The 26-year-old was back in the spotlight over the weekend after accusing Cao Yupeng - who he lost to in the first round of the World Championship - of dishonesty.
Allen said his opponent had failed to own up to a "blatant" push shot during their match's pivotal tenth frame and said he was "disgusted" with the 21-year-old's actions.
"I thought the big turning point in the match was at 5-4 when he was in the balls and Paul Collier, the referee, missed a blatant push," Allen said in the post-match press conference.
"It was quite obvious to me and anyone who was watching at home would have been able to see it."
We have the powers to do anything providing we've acted reasonably. It's a fine, a potential suspension, or a ban.
World Snooker chairman Barry Hearn
He then went on to question the sportsmanship of Chinese players in general - having already caused offence in the country this season over comments made during the World Open, which he went on to win.
"It seems to be a bit of a trait for the Chinese players because there've been instances in the past, of fouls and blatant cheating going on. It needs to be corrected," Allen added on Sunday.
"I'm disgusted that it happened. It shouldn't happen in professional sport."

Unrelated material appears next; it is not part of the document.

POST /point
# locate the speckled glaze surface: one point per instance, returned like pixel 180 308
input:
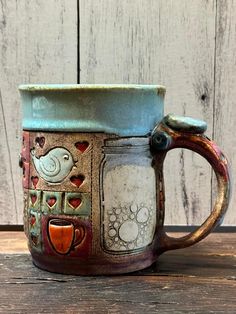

World Snooker chairman Barry Hearn has said disciplinary chiefs will be dealing with Allen's remarks seriously, and will be taking a "zero tolerance" approach.
"This is a very good time to be a snooker player," Hearn said. "It's not a good time to be an idiot.
"Everywhere we go, these players are ambassadors of snooker. They're chaperones of the image of the game.
"In major expanding markets, and there's no doubt China is that, big time, they have to bear the responsibility of those comments and the potential loss - not to themselves or whether they don't get a visa, but the potential loss to the game in general and the desire for the rest of the players to earn a living playing their chosen sport.
"They have responsibility at every level and it concerns me that sometimes it's a case that the mouth is functioning but the brain has not been consulted."
The World Professional Billiards and Snooker Association (WPBSA) have confirmed they will be writing to Allen to initiate disciplinary proceedings.
WPBSA chairman Jason Ferguson said: "The WPBSA is responsible for the governance of snooker worldwide and takes very seriously comments made which could be perceived to be directed at a particular nation.
"The chairman of the disciplinary committee Nigel Mawer is making further inquiries into this incident. Mark Allen will be given 14 days to respond to the letter."
Meanwhile Cao, shocked by the accusations, spoke out through a translator.
"I was just focusing on playing. I didn't realise if I had fouled. If I fouled, I say sorry. If I didn't foul, and Mark said that, then I would feel very upset and angry," he said.
Allen's comments, which he has since defended on Twitter, are to be closely examined by the World Professional Billiards and Snooker Association.
"I feel I'm quite entitled to say what I did as what I was saying had fact to back it up," he insisted.
But he added: "I underperformed and Cao played very well and was deserving of his victory - if anyone listened to my interview they hear that!"